Düsseldorf – Der Mann aus der Rixdorfer Straße in Köln-Mülheim hielt das Schreiben der Ausländerbehörde für wenig bedeutsam. Darin forderte die Kommune Alpaslan Ü., 28, zur Ausreise auf. Doch der Mann ignorierte die Anweisung. Mitte Mai standen dann Beamte vor seiner Tür und verfrachteten den türkischen Staatsbürger, der in Köln geboren wurde, in ein Flugzeug nach Istanbul. Die Abschiebung gelang nur, weil Alpaslan Ü. es versäumte, über seinen Anwalt gegen die Ausreiseverfügung vor dem Verwaltungsgericht zu klagen.

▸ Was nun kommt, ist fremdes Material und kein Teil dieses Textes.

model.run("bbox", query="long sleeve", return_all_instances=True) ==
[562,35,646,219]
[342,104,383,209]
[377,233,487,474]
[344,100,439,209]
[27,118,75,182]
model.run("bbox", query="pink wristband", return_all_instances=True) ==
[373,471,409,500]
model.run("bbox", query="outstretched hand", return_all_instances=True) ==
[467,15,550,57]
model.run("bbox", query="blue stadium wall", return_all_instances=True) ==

Verurteilter Terror-Helfer

Seit einiger Zeit stand der Endzwanziger auf der Liste islamistischer Gefährder. Häufig saß er nach Informationen des Kölner Stadt-Anzeiger vor dem PC und klickte dschihadistische Seiten an. Unter Stichworten wie Selbstmord im Krieg, Märtyrertum oder Dschihad lud sich der Harz-IV-Empfänger Dateien herunter. Dazu zählte auch Propaganda-Material der Terror-Miliz „Islamischer Staat“ (IS) mit dem Titel „Greif sie an“ nebst Anleitung zum Bombenbau. Auch der optimale Messereinsatz wurde dort demonstriert – um Ungläubigen die Kehle durchzuschneiden.

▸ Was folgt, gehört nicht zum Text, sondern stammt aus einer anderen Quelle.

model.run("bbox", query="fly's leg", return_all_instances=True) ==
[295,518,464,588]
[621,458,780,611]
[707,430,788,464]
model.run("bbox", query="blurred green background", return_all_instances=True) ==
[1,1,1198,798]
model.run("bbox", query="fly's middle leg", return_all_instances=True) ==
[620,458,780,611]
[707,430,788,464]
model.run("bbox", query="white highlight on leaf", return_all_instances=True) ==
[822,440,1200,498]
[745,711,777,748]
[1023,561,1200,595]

Im Dezember 2017 wurde der Kölner in einem Terror-Prozess in Braunschweig zu einem Jahr Haft auf Bewährung verurteilt, weil er eine Gruppe um einen deutschen Konvertiten mit einem kleinen Geldbetrag unterstützt hatte. Die Zelle hatte Sprengstoff-Anschläge auf Soldaten und Polizisten hierzulande geplant, kurz vor ihrer Festnahme aber das Vorhaben aufgegeben.

Alles zum Thema Joachim Stamp

Der mutmaßliche Mitverschwörer Alpaslan Ü. legte Revision gegen das Urteil ein. Vor diesem Hintergrund kritisiert sein Anwalt Michael Murat Sertsöz im Gespräch mit dieser Zeitung die Abschiebeaktion der NRW-Behörden. „Das Urteil gegen meinen Mandanten ist noch nicht rechtskräftig, es bleibt also abzuwarten, wie der Bundesgerichtshof entscheidet.“ Sollte Karlsruhe den Schuldspruch aufheben, will Sertsöz „ein Visum beantragen, um meinen Mandanten zurück zu holen. Der Junge spricht kaum Türkisch, ist in Deutschland verwurzelt, hat hier seine Großmutter bis zu ihrem Tode gepflegt“. Sein Vergehen sei einzig gewesen, dem Chef der verurteilten Terror-Gruppe 40 Euro zu überweisen. Die Einstufung als Gefährder nannte der Kölner Strafverteidiger „willkürlich“.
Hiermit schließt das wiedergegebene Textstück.